FOMC Preview – Taper Talk And Impact On Dollar

The outcome of Wednesday’s Federal Reserve monetary policy announcement could set the stage for how the U.S. dollar and currencies trade over the next month. With that in mind, the greenback maintained its bid ahead of rate decision. USD/JPY hovered near 2-month highs above 110 as EUR/USD held below 1.2150. Today’s U.S. economic reports were supposed to have a big impact on trader positioning into FOMC and the fact that investors ignored weaker reports is an important sign of how sentiment is skewed into the event. They continue to look past weak data in favor of rising prices and a stronger recovery.

Retail sales fell -1.3% in the month of May, which was significantly weaker than anticipated. With declining auto supply, economists forecasted a decline in spending but they expected retail sales ex-autos to rise by 0.2%. Unfortunately, core retail sales fell -0.7% as consumers shift spending from goods to services.
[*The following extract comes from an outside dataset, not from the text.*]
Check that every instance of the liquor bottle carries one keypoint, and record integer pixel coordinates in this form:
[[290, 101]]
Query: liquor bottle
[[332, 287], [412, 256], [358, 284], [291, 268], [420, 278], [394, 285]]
Demand for home improvement gave way to more experience spending on restaurants and lodging. Manufacturing activity in the NY region also grew at its weakest pace in 3 months according to the Empire State survey. Yet the dollar’s buoyancy tells us that investors expect the Fed to cave to rising prices and address rather than avoid the issue of reducing asset purchases, especially with producer price growth hitting a record high.

Investors need to beware of the potential for disappointment from the Fed. U.S. policymakers have insisted on every occasion that the rise in prices is transitory and will fall as pent-up demand and supply chain disruptions ease. The prospects for the recovery are strong, but consumer demand and job growth over the past 2 months have been subdued. Like the ECB who avoided taper talk last week, if the Fed is cautious, they’ll want to wait for real data improvements before admitting that it is time to start talking about tapering their $120 billion a month bond-buying program.

On the one hand, however, market conditions are ideal for taper talk to begin. Stocks are strong, volatility is low and investors are optimistic which provides a cushion for a deep correction. By vaguely mentioning that they are looking into reducing bond buys, they give investors an entire summer to discount the changes before the Fed’s Jackson Hole summit in August.